T. Boone Pickens Lack of a Plan
The Wall Street Journal correctly skewers T. Boone Pickens today:
Boone Pickens may be a fine man, and has played a colorful and useful role on the American stage for decades. But his "energy plan," which he's spending a fortune to promote on cable TV, is not a plan.
Asserting that something would be good to do is not "a plan." Saying how to do it is "a plan." By this standard, what the legendary oil man is devoting $58 million to pitch hardly amounts to a decent slogan.
He would replace natural gas in electricity production with wind, and use the natural gas to power cars. He fails to mention any practical theory of how to get there -- that would really be "a plan." Instead, he relies on the deus ex machina of Congress, waving a legislative wand to make people do things they would choose not to do, given the extravagant and unjustified costs involved.
Having reasons is not "a plan" either, but Mr. Pickens has his reasons. He says we spend $700 billion a year on foreign oil, which he calls a "transfer of wealth." But exchanging money for oil at the market price is an exchange of things of equal value. If we didn't value their oil more than our dollars, we wouldn't participate in such a bargain.

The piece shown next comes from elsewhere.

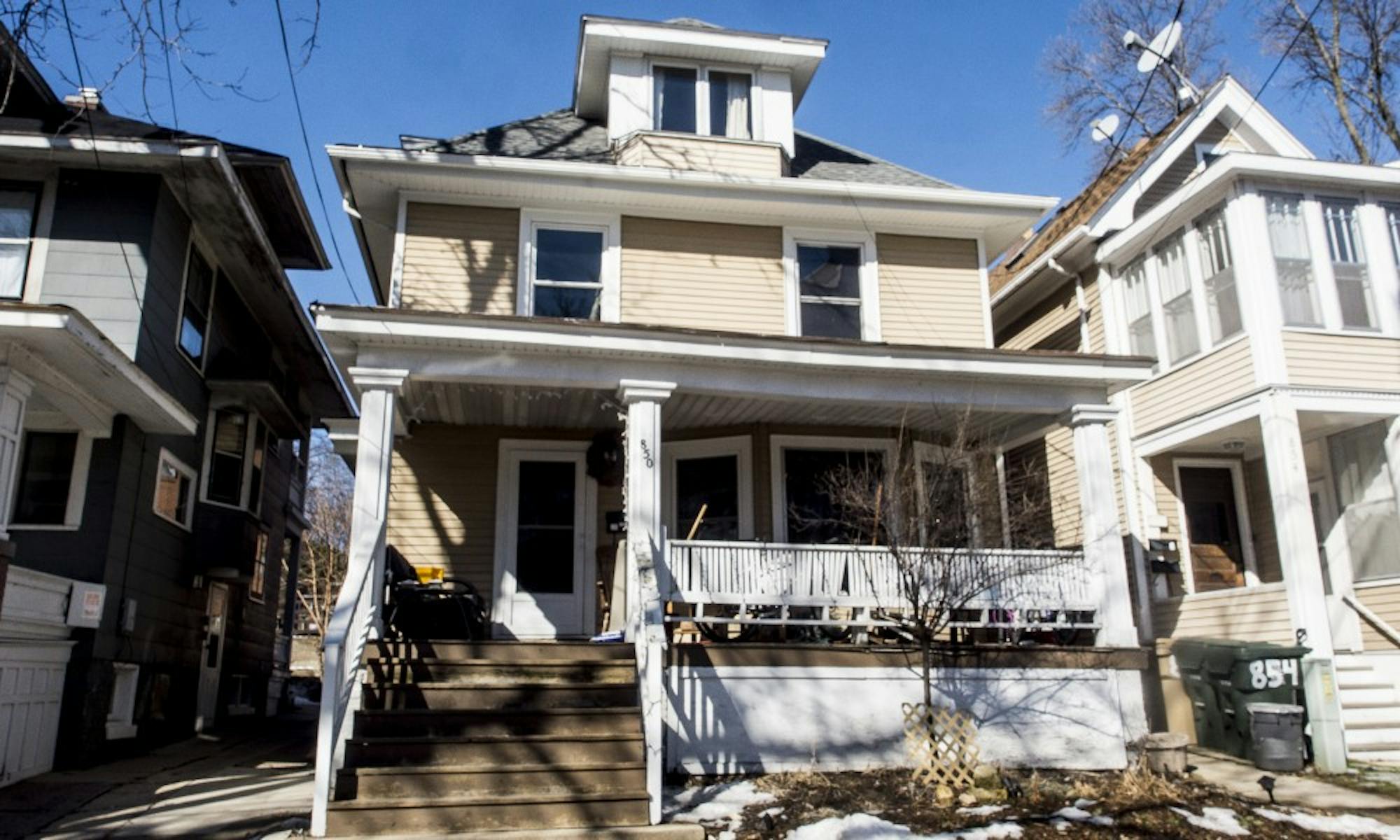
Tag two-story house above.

He laments that the U.S. consumes "25% of the world's oil." The phraseology is common, and misleading. Oil is produced to meet demand. He might as well complain that, with 25% of the world's GDP, we consume 25% of the world's advertising.
That "transfer of wealth" comment has been bugging me since I first saw it. It's such a stupid comment to make. It makes me wonder if a man of his skills and wealth is really that stupid or if he just thinks we are?
Whichever it is, I'm glad to see someone calling him on it.